Finché non venne distrutta per ragioni ormai dimenticate nel tenebroso caos della fine del XX secolo, la Pennsylvania Station rappresentò, a New York City, e all’insaputa di milioni di viaggiatori, un legame tra passato e futuro. Gli abbonati che s’affrettavano giù per le scale mobili del lato orientale verso i piani inferiori raramente alzavano lo sguardo a osservare le imponenti colonne e gli archi a tutto sesto dell’interno. E i turisti che passavano attoniti e trafelati di rado sapevano che tutto quello era già esistito nel passato. E non potevano sapere che sarebbe esistito anche nel futuro. La gigantesca stazione riproduceva al suo interno le imponenti Terme di Caracalla dell’antica Roma. Tale era pure il grande palazzo di Marie Beaumont, soprannominata dai suoi numerosi nemici intimi la Mummia Dorata.

Ben Reich scendeva lentamente la scalinata orientale con il dottor T8 al fianco e l’ordigno di morte in tasca.

I suoni delle voci, della musica… lo spasimo che gli serrava il petto in un alternarsi di odio e di terrore… Paura, Tensione, Ansietà. Il miscuglio di cibi, di vini, di dorata ostentazione… Paura, Tensione…

La dorata trappola della morte, qualcosa che non succedeva più da settant’anni. Un’arte perduta, come perdute erano la flebotomia e l’alchimia. Lui avrebbe ripristinato la morte violenta. Non gli affrettati delitti degli psicopatici e dei violenti, ma il delitto perfettamente congegnato…

— In nome di Dio! — mormorò T8. — State attento. State rivelando le vostre intenzioni assassine.

Otto, amico; sette, amico…

— Così va meglio. Ecco una delle telespie che fanno da segretario alla signora Beaumont.

Un giovanotto alto e dinoccolato, molto affettato, tutto folti capelli biondi giubbetto lilla e pantaloni argentei, esclamò: — Dottor T8! Signor Reich, sono senza parola, veramente.

Sei, amico; cinque, amico…

T8 scambiò una stretta di mano con il segretario. Salve, Glas, piacere di vedervi. Abbiamo sentito la vostra mancanza alle riunioni della Lega.

Mi fa piacere che me lo diciate, ma non che non lo pensiate. Ma cosa passa per la mente del signor Reich?

Una canzoncina idiota che lo perseguita come gli slogan pubblicitari.
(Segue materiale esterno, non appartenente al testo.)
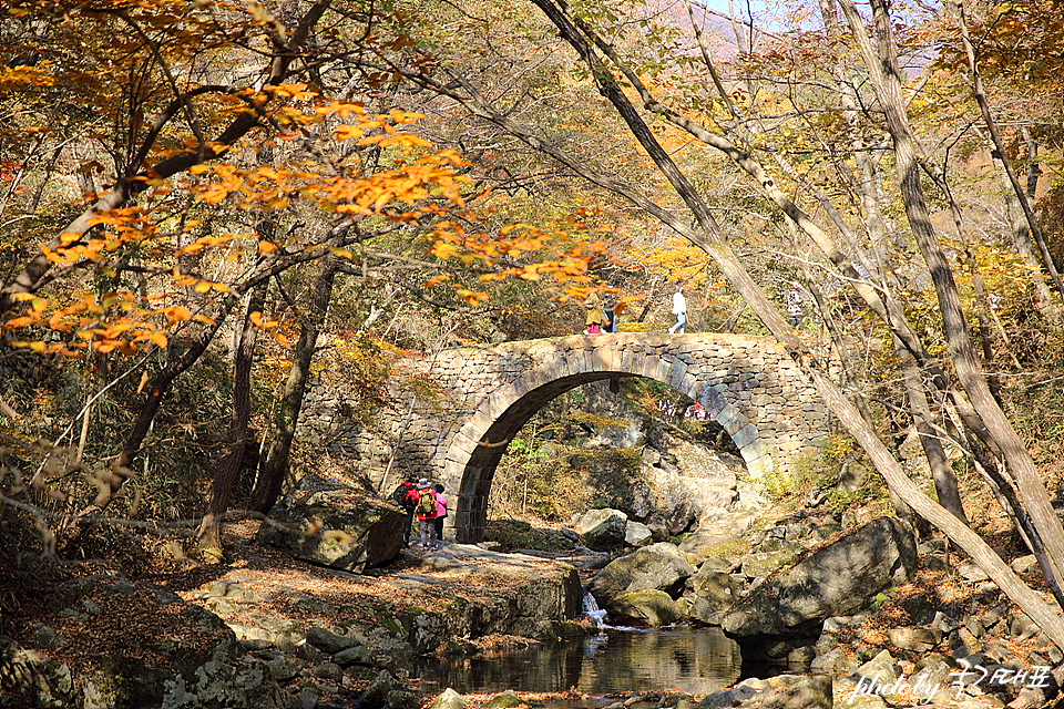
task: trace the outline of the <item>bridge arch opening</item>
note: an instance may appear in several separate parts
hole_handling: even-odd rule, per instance
[[[706,421],[716,422],[727,434],[747,469],[750,470],[751,465],[760,466],[760,470],[766,467],[767,456],[756,427],[713,389],[696,386],[698,391],[692,391],[692,388],[682,390],[664,379],[620,370],[579,372],[559,377],[538,387],[507,388],[489,397],[478,413],[463,427],[461,436],[457,436],[448,452],[444,480],[449,490],[458,491],[457,500],[452,502],[456,541],[477,543],[484,538],[495,471],[510,442],[536,412],[563,393],[584,384],[608,380],[611,389],[614,389],[613,383],[617,380],[633,377],[663,381],[688,397],[692,393],[699,395],[699,399],[690,398],[705,411]],[[746,442],[746,445],[740,445],[743,442]],[[768,462],[770,463],[770,460]]]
Come quella vecchia storia di Mark Twain su quella poesia ossessionante?

Esattamente, Reich è afflitto dallo stesso male.

Volete dire che questo grand’uomo ha veramente qualcosa di umano?

Di superumano. T8 lanciò uno sguardo misto di rispetto e di malizia al suo potente padrone.

Farsi strada tra i gruppi degli ospiti era come immergersi in un acquario tropicale. Guizzi di balenanti, iridescenti pesci umani. Tavole imbandite, simili a bianche, fredde isole di corallo. Voci simili a bolle di spuma, improvvise e gorgoglianti. L’incessante ribollire della festa ondeggiante in rapidi cerchi intorno alle celebrità della serata.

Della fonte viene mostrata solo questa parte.